Last night was loud and scary.
We had a line of thunderstorms move through and as is typical, I was on the covered front porch watching it approach. You probably know by now that I adore storms and am sometimes comforted by their appearance.
The wind began to howl, thunder shook the house and then lightning struck a tree in front of us.
I screamed like a girl (which makes sense because I am one, but for some reason I am slightly ashamed of the female hysterics) and I ran in the house. Shaking like a chihuahua on crack, I stood for a moment behind the glass door watching a light show that would have made Pink Floyd drool over the strobe effects. Then common sense kicked in as I watched limbs fly by reminiscent of a scene from Wizard Of Oz and I ran to grab sleeping children (how they were still sleeping is beyond me since a floor board creaking at 2 am can wake them from a sound sleep for a glass of water)
I now know that I can’t lift both the small girls, because frankly…they aren’t small anymore. I can however carry a two year old on my hip and limp drag a 60lb child to a safe location. (Dear daughter, if you ever read this one day, I’m sorry about the door frame incident. I thought it was wider than that)
I could see some of the damage through the flashes of lightning last night, but couldn’t get a clear image in the night. It looked bad and my overly abundant imagination helped me picture every tree on our 3 acres scattered around like toothpicks in a accidental pallet spill at the toothpick packaging/shipping facility.
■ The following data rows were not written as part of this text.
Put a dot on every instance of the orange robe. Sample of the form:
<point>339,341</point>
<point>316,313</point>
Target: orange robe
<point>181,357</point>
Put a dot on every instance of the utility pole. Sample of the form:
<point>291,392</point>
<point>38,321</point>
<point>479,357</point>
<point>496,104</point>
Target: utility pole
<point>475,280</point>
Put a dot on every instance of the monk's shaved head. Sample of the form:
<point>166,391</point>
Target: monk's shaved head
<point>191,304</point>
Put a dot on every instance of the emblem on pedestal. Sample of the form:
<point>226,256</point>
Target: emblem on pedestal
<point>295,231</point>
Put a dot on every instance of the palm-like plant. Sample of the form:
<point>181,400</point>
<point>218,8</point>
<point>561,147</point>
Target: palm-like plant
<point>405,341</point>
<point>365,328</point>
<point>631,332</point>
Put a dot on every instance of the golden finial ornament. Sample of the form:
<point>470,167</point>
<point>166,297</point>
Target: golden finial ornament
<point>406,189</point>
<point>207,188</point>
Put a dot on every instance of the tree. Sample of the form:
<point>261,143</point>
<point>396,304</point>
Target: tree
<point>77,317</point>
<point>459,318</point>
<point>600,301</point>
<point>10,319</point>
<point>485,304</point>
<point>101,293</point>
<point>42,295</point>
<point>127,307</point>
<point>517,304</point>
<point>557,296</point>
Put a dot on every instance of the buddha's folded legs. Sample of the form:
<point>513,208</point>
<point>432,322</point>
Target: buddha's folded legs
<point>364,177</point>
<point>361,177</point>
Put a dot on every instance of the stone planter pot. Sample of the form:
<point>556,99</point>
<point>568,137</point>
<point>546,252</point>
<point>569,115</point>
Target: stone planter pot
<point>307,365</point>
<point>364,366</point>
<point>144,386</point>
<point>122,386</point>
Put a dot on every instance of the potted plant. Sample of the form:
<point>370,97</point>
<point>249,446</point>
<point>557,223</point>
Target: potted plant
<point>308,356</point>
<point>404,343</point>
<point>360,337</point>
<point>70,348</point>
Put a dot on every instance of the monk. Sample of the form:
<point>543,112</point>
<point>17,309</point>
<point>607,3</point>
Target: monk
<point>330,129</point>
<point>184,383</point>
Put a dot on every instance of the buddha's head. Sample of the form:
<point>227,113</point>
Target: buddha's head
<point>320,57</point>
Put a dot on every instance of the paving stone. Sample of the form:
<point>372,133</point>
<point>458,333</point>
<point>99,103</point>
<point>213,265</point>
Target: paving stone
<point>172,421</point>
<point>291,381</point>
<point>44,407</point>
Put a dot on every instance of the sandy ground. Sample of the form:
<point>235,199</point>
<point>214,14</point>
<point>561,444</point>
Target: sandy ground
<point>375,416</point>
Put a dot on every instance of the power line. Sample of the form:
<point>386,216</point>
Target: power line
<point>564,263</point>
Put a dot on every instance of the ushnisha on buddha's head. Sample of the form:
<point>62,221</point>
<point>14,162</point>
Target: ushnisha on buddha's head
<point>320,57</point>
Scorch marks dotting the ground from lightning strikes playing hop scotch were probably going to make my English Gardens look more like the base of Mount Vesuvius.
God gave me a vividly, horribly beautiful imagination.
The morning light reveals that we indeed have tree damage, but nothing like what I feared and nothing like what could have been.
…and frankly…don’t most fears dissipate in the light that replaces the dark?